Handcuffed to guards while arriving at the cramped courtroom, oil magnate Mikhail Khodorkovsky is facing seven charges listed in an 840-page document that include fraud, tax evasion, and embezzlement. The former CEO of Yukos, the country's largest oil company, was joined in the dock by associate Platon Lebedev. Even the tycoons' lawyer yesterday predicted a guilty verdict.
"I am expecting nothing more than I've seen in the past," said Robert Amsterdam, Mr. Khodorkovsky's lawyer. "This is a country that destroys its finest company while its senior members languish in jail illegally."
Moscow tax authorities are also expected to rule tomorrow against the Yukos oil company on past tax bills of $3.4 billion.
This high-profile case is one of many fresh signs that President Vladimir Putin - inaugurated for a second term just six weeks ago after a landslide election victory - is moving aggressively to tighten his authoritarian grip.
Despite Mr. Putin's frequent promises to create a "free society of free people," the Kremlin-dominated State Duma on Friday rushed through approval of constitutional changes that make it all but impossible to hold a referendum on Putin's rule, or on painful social reforms expected to be in play in coming months that could spark street protests.
"The trend in shrinking the political space that really accelerated in the fall of 2003 seems to be continuing unabated," says Andrew Kuchins, head of the Carnegie Moscow Center. "If you're concerned about the status of democracy and civil society in Russia ... it's hard to point to any heartening signals."
The moves exhibit "so little trust in the people," says Mr. Kuchins. But in the afterglow of the presidential vote, they also seize the "best window of opportunity for the Putin administration to move aggressively on a reform program, and remodel the system as they want it."
The new bill increases the total number of signatures required to initiate a referendum. Currently 100 signatures are needed; the new law requires 4,500 names spread equally across 45 regions. As well, in late May Putin shepherded through a bill that partially limits public rallies.
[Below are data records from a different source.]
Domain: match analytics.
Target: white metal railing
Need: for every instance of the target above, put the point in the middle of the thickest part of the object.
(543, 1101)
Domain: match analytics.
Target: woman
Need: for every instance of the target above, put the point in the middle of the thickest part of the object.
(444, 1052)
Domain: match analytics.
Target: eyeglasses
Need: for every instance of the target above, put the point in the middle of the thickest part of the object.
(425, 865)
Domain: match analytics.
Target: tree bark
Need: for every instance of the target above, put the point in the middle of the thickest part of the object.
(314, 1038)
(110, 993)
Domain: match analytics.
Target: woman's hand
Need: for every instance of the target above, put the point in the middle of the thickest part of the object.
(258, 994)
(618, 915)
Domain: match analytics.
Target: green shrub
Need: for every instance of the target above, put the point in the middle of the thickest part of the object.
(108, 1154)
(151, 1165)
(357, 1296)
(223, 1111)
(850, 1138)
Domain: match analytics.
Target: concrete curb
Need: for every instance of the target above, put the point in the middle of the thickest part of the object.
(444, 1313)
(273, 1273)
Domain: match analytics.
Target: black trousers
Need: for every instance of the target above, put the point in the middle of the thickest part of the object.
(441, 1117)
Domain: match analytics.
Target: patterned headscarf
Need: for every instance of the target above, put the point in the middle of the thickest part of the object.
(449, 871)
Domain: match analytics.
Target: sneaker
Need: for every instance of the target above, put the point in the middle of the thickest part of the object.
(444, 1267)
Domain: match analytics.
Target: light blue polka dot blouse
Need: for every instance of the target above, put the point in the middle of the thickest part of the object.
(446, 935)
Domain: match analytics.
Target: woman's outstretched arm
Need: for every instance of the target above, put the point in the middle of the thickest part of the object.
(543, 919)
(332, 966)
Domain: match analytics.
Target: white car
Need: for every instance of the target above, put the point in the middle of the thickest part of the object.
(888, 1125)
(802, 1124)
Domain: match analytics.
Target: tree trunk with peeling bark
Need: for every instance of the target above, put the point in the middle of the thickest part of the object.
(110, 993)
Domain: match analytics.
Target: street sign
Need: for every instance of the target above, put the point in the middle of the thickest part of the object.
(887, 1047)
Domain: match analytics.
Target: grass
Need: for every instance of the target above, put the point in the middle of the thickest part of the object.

With no clear sign of how far the Kremlin will push the Yukos case - or whether other oligarchs will be targeted for misdeeds committed while carving their fortunes and assets from the remnants of the Soviet Union in the 1990s - Kremlin moves are spooking investors and Russian liberals alike.
Shares in Yukos hit a two-year low on Tuesday, even as the government refused a Yukos offer to make a deal on the tax bill for 2000. Outstanding bills for other years could raise the stakes to $10 billion and bankrupt the company.
"The only thing that is crystal clear is that state influence in Yukos will be much larger in the future than it's been in the past," says James Fenkner, head of research for Troika Dialog. "The market is still trying to digest what that means."
The case fits a broader pattern of political consolidation, and is in fact popular in Russia, where one-fifth of the population lives below the poverty line and oligarchs are seen as thieves.
"Over the last four years, Putin's methodology has been to gather strength," says Mr. Fenkner. "The only group that so far remains beyond his grasp - it's been the TV, the Duma, the Federation Council, regional governors, you name it - are the Chechens. That's the only battle he has yet to win."
"In the beginning, consolidating power was a survival instinct," adds Fenkner. "What could be dangerous is if it becomes a set policy."
The referendum appears that way to some analysts, who say the Duma has extended its session by a month, through July, in order to push through unpalatable reforms - in education, pensions, housing, and others - during the quiet summer months.
A taste of the street response - even though Putin himself still rates roughly an 80 percent approval rating - came last week, when several thousand people across the country protested government plans to replace certain subsidies with cash handouts.
Though Putin declares the aim of reducing poverty in Russia by half, pensioners and the disabled fear that the cash payments will not cover utility costs, at least, which are due to rise in the future in line with Moscow's deals with Europe. Union leaders threatened to call a nationwide strike in September if changes aren't made. Other reforms, which analysts anticipate will be painful to many, are to be raised by then.
"We can see the degradation of democratic procedures as a whole," laments Andrei Kolesnikov, a political commentator for Rossiskaya Gazette and gazeta.ru website. "The institution of elections, of the parliament, have been degraded. [The referendum] is one more piece. The main word for the Kremlin is 'control.' "
Even before Friday's bill, there were "informal barriers" that made it difficult to mount a citizen's referendum, says Irina Khakamada, a liberal candidate who ran against Putin in the March poll and is creating a new party called Free Russia. Her efforts to mount a referendum in Moscow on water shut off and housing rules has been rebuffed in the courts.
"In Russia the key problem is not just the law, but how it is being enforced," says Ms. Khakamada. "I'm not very optimistic. In the future, Russia is facing a serious conflict because the authoritarian character of [leaders] oppress the initiative of the people."